Friday, January 2, 2026

Karaoke Therapy

I had terrible nasal congestion and knew it was going to be a difficult night. But it was also our last night in Singapore, and I had been really looking forward to going out for karaoke. Despite not being in the best of health, I convinced my wife that we should go anyway.

We took a pleasant 20-minute walk from our hotel to the nearest karaoke bar. The next 50 minutes were spent singing and dancing to our favorite songs, after which we walked back to the hotel, nicely rounding off our Singapore trip.

To my surprise, by the time we returned, my nasal congestion was completely gone. No medicine I know of could have worked that fast. Singing and dancing made us happy—and when we are happy, our bodies respond. Hormones are released, biochemical changes occur, and somehow everything starts working better than any pill.
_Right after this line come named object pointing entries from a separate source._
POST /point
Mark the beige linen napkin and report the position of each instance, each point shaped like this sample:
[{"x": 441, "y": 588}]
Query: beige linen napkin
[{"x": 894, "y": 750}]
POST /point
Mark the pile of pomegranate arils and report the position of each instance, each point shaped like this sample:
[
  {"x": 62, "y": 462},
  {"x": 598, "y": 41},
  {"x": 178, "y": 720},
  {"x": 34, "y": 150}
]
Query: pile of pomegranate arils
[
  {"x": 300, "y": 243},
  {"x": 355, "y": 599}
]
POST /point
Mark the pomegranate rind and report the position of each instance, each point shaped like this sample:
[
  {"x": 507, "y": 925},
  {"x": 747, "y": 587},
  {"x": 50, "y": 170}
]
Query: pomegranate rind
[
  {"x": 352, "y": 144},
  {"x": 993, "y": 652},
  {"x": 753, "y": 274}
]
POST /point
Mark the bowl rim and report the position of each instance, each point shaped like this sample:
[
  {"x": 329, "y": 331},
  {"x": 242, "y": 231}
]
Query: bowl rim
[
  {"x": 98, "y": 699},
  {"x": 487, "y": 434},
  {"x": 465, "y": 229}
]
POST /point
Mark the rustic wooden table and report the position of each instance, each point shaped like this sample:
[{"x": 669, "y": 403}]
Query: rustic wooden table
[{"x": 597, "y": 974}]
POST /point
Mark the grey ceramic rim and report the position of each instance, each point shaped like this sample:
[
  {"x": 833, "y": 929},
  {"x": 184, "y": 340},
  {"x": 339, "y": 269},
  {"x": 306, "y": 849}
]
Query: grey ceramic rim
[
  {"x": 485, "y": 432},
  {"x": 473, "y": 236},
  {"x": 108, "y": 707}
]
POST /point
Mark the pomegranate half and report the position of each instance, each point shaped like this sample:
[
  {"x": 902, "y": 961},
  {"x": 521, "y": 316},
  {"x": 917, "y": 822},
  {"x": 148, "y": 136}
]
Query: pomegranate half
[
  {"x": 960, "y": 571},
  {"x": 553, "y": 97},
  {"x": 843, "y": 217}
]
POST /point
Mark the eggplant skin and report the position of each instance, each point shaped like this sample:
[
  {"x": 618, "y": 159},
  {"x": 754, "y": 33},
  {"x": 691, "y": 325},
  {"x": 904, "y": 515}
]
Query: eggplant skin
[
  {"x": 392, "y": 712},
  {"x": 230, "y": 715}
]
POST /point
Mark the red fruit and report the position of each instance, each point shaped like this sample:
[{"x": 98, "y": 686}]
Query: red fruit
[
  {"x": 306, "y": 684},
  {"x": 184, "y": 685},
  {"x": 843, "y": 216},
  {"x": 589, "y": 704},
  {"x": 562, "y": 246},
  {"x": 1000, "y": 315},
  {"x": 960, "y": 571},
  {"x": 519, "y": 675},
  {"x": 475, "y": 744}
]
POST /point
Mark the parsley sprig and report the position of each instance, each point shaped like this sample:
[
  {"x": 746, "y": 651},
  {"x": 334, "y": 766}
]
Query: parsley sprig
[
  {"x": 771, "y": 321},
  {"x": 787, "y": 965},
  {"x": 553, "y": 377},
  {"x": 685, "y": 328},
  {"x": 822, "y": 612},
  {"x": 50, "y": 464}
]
I’m sharing this experience in case anyone suffering from nasal congestion wants to try what I now call karaoke therapy. Of course, pharmaceutical companies would never recommend it—they’d lose business. And no doctor would suggest it either. Imagine going to a clinic with nasal congestion and being told, “Go sing and dance at a karaoke bar.” You’d probably think the doctor was a quack.
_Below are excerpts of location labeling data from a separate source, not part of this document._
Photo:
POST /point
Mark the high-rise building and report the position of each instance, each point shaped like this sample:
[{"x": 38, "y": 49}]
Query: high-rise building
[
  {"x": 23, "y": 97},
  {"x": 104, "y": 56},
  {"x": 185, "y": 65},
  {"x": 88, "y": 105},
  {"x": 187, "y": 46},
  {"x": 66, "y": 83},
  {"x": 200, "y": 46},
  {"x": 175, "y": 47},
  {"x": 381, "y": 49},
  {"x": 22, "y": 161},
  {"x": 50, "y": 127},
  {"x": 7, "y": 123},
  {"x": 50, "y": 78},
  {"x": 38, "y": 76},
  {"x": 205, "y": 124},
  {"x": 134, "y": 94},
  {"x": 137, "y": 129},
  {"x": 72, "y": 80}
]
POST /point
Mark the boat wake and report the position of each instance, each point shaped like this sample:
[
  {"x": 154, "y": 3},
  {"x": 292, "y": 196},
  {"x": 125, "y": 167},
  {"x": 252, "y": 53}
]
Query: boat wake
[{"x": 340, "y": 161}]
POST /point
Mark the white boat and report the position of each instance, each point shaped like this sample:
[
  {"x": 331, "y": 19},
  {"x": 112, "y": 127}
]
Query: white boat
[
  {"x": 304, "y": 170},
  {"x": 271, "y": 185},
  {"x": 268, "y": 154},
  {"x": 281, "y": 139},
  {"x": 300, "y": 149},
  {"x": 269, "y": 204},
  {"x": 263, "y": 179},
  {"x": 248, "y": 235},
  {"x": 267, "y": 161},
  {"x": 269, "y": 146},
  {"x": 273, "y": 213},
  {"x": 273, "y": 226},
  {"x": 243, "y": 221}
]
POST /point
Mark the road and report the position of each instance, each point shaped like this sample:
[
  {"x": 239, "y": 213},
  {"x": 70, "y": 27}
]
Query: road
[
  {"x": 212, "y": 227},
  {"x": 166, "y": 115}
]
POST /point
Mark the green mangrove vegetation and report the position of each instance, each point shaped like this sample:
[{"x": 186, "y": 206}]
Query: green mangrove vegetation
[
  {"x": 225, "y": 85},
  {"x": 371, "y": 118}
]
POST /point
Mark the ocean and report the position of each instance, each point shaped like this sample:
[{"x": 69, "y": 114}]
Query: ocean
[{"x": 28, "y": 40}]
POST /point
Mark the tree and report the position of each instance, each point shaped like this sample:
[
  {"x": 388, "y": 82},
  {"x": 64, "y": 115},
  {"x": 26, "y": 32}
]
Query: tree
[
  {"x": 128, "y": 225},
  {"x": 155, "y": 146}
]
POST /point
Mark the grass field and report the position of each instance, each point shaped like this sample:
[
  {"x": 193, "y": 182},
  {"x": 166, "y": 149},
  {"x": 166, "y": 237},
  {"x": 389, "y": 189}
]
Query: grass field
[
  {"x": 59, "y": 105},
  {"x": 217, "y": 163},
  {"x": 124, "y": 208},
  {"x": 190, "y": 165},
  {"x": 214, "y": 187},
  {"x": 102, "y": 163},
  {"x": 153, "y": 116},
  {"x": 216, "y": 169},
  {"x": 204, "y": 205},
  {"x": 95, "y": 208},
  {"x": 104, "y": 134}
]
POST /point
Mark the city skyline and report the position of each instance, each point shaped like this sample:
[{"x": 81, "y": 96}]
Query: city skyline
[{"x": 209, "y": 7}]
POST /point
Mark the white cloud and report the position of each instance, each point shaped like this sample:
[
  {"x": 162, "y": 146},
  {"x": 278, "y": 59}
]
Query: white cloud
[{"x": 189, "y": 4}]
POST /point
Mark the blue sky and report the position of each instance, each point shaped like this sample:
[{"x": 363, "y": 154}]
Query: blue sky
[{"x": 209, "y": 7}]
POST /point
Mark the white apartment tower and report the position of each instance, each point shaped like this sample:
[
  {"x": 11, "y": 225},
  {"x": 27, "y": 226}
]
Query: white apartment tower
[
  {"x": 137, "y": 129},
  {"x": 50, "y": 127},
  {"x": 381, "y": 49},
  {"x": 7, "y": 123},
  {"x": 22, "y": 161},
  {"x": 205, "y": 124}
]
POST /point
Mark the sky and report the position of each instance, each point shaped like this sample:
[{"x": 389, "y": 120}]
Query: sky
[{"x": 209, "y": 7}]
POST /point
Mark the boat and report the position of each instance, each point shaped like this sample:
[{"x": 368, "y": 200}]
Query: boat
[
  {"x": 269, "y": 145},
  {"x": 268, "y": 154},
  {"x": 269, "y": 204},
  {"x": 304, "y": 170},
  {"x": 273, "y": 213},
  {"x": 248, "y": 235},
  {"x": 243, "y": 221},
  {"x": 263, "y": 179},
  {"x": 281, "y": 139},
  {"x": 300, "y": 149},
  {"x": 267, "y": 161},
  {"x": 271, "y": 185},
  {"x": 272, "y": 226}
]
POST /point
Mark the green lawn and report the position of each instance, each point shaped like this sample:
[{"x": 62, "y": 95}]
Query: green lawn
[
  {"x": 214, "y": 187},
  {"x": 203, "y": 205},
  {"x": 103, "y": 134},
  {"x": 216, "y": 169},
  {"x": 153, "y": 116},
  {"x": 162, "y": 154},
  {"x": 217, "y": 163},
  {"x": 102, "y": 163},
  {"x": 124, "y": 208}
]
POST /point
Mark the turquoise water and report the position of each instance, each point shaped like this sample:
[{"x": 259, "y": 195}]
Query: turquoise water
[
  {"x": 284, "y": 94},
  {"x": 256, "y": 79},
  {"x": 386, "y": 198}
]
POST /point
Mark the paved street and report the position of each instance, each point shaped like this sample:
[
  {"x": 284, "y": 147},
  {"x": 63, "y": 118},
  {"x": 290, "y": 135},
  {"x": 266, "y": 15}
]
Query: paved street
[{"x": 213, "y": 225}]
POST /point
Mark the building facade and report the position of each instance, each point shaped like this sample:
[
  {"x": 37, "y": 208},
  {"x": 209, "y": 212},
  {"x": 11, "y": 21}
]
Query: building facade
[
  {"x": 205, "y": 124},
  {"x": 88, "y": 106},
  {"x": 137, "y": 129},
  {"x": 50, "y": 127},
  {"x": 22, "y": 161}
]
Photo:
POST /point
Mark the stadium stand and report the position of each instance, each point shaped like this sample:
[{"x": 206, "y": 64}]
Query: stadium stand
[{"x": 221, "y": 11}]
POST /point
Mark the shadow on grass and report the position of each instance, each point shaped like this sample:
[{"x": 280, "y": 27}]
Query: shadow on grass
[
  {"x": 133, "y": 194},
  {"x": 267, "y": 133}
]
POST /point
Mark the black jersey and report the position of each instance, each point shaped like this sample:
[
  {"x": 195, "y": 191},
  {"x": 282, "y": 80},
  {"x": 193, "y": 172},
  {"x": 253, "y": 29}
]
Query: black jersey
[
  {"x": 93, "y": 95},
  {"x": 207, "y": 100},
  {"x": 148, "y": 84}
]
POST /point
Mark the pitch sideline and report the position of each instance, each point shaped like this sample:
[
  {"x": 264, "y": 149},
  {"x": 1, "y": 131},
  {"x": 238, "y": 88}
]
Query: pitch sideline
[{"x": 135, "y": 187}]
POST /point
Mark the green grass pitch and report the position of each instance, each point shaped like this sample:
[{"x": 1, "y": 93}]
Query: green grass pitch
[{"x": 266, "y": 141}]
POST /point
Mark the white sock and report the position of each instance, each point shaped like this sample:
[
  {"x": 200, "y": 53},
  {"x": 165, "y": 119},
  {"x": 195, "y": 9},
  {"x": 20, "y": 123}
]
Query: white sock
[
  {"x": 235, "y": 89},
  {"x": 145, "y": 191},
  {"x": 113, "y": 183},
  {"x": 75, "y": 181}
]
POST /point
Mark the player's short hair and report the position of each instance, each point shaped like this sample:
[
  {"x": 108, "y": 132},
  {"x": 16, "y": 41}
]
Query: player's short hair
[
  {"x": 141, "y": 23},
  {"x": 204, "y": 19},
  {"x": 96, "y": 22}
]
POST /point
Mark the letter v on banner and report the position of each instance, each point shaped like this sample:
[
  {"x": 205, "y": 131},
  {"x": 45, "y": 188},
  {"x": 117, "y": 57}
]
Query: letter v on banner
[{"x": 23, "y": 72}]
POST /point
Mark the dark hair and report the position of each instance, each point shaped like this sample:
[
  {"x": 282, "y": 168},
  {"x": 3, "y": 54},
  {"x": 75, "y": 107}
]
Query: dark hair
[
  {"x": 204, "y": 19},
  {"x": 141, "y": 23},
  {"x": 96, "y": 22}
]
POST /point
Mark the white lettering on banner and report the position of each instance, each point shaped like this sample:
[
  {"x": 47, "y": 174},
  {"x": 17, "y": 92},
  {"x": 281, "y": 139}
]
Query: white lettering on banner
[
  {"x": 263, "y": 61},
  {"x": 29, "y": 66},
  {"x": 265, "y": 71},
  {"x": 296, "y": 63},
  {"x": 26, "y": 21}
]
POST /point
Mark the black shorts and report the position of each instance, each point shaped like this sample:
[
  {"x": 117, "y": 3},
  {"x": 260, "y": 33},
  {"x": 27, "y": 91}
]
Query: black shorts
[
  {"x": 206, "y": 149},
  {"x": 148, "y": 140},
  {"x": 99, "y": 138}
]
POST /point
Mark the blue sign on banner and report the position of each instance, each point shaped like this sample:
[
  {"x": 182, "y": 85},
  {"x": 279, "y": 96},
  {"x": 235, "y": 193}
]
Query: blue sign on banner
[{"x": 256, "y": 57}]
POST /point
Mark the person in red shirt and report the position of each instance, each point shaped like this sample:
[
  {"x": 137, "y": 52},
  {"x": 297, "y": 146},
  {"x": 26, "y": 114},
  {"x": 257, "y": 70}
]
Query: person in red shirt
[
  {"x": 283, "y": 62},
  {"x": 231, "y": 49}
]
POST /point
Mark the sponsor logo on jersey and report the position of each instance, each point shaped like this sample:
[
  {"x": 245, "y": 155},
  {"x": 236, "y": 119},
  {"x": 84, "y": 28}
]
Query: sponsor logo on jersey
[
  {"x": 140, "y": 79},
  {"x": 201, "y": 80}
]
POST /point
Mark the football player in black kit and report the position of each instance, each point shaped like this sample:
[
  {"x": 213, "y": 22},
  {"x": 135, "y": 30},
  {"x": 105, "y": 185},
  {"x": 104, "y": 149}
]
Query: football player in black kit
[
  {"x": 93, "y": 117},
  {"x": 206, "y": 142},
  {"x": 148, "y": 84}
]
When medicine doesn’t work, we go back to the doctor for a new treatment. But imagine karaoke didn’t work for you. Would you go back to the doctor? And would the doctor ask, “Did you sing joyfully? Did you dance? Were you happy?” These, after all, would be the prerequisites for getting better. If you didn’t do them properly, you’d be told to go back and try again. Of course, no doctor would ever say this.

A karaoke bar wouldn’t fund a clinical study either. There’s a classic free-rider problem: why would one bar spend a million dollars on research when every karaoke bar would benefit for free?

So this blog post may be the only way to spread this newly discovered knowledge.